In order to provide methods to add, remove, and search for edges, we can simply call on the appropriate linked list methods:


    // insert an edge
    public void insert(int from, int to, int cost) {
        nodes[from].add(new Edge(to, cost));
    }

    // remove an edge
    public void remove(int from, int to) {
        nodes[from].remove(new Edge(to, -1));
    }

    // return the cost of an edge or 0 for none
    public int getCost(int from, int to) {
        // search the linked list for this edge
        int index = nodes[from].indexOf(new Edge(to, -1));
        
        // if -1, return 0
        // else return the cost of that edge
        if (index == -1) {
            return 0;
        } else {
            return nodes[from].get(index).cost;
        }
    }

The full example is in IncidenceList.java.

Adjacency Matrix vs. Incidence List

Adjacency matrices and incidence lists provide different benefits. Here are some of the pros and cons:

Adjacency matrices are a little simpler to implement
Adjacency matrices are faster to remove and search for edges
Incidence lists take less memory for "sparse" graphs
Incidence lists take less time to loop through for sparse graphs, but a little more for dense ones.

Overall, adjacency matrices are a better choice when the graph can become dense (having many connections). Incidence lists are better when the graphs will usually be sparse (having few connections).

Storing Data in the Graph

In the examples above, we have the nodes of a graph represented with integers from 0 to $N$ - 1. We then use either an adjacency matrix or incidence list to store the edges to other nodes. The examples above don't actually store any data in the graph nodes though.

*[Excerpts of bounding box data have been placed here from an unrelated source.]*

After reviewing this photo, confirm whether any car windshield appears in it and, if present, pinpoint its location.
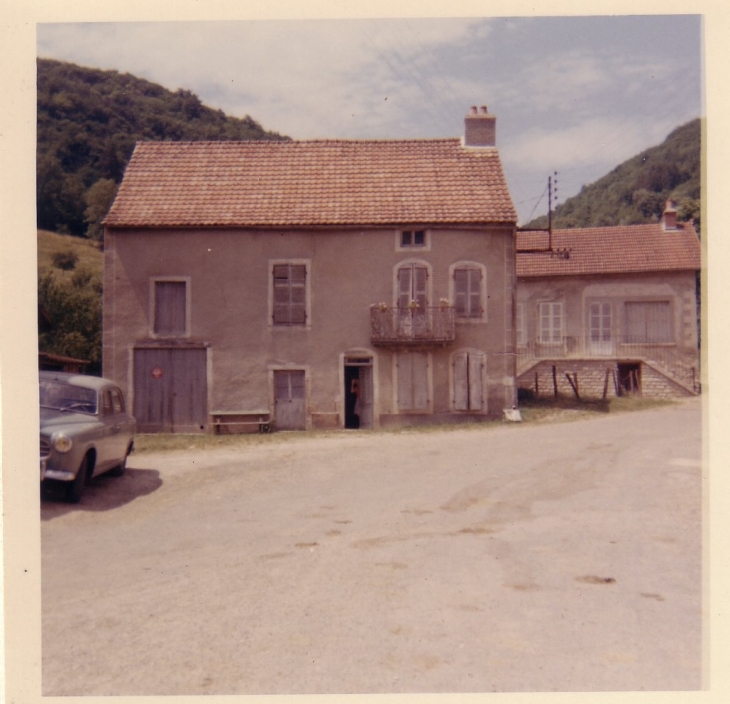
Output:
[40,380,96,414]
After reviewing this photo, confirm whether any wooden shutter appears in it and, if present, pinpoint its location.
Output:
[398,352,413,411]
[454,352,469,411]
[413,266,428,308]
[398,264,428,308]
[624,301,672,343]
[398,352,428,411]
[454,267,482,318]
[469,353,484,411]
[154,281,187,335]
[398,266,413,308]
[454,352,484,411]
[412,352,428,411]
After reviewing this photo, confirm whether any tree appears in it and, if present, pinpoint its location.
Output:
[84,178,118,242]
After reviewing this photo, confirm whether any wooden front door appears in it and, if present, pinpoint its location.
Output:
[274,369,307,430]
[134,348,208,433]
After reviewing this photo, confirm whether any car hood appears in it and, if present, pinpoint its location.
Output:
[41,408,99,435]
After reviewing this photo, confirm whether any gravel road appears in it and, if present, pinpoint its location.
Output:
[42,399,702,696]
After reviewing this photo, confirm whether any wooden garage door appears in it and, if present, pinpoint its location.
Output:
[134,348,208,433]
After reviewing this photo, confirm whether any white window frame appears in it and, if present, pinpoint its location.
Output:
[537,301,565,345]
[268,259,312,330]
[449,261,488,324]
[393,259,433,308]
[149,276,192,340]
[395,227,431,252]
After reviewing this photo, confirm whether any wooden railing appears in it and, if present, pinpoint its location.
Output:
[517,337,700,392]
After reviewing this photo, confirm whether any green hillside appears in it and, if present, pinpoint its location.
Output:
[525,119,701,228]
[37,59,287,237]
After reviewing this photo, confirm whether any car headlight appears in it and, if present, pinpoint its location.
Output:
[51,433,73,453]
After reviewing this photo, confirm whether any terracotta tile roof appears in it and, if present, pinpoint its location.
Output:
[105,139,517,227]
[517,223,701,277]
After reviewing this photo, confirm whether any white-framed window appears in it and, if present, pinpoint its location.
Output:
[624,301,674,344]
[396,352,431,413]
[452,350,487,411]
[449,262,487,322]
[538,301,565,345]
[269,260,310,327]
[151,277,190,338]
[395,261,431,309]
[395,228,431,251]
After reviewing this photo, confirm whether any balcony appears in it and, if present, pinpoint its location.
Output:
[370,304,456,346]
[517,335,699,390]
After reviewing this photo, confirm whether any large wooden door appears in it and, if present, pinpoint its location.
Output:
[134,348,208,433]
[274,369,307,430]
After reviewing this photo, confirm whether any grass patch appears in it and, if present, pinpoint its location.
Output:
[520,395,674,423]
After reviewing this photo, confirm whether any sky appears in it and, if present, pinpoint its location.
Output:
[37,15,704,223]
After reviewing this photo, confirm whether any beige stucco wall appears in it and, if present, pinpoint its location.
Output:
[517,272,699,397]
[103,228,515,427]
[517,272,697,350]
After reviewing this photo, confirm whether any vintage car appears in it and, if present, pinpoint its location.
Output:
[39,371,136,503]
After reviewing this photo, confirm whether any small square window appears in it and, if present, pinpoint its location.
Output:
[400,230,426,247]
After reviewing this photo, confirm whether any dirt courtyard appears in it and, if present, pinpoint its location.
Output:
[42,399,703,696]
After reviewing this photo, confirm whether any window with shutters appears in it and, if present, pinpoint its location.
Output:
[396,262,429,310]
[451,262,487,321]
[395,230,430,251]
[396,352,430,413]
[515,302,527,347]
[152,279,189,337]
[270,262,309,327]
[453,350,486,411]
[624,301,674,344]
[538,301,564,345]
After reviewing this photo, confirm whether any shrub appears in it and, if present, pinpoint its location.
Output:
[53,249,79,271]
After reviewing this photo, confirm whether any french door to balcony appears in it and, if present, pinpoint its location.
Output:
[588,302,615,357]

For an incidence list, we would have each node store the data for each node and the list of edges coming out of it together. We would then create a list or array of nodes to represent the graph.

To do that for an adjacency matrix, we would store a 1-dimensional array where each element stores the data associated with each node. We would still have the 2-dimensional array with the edges.

An example of a generic Graph class which stores values in each node, and stores the edge information in an adjacency matrix is available in Graph.java.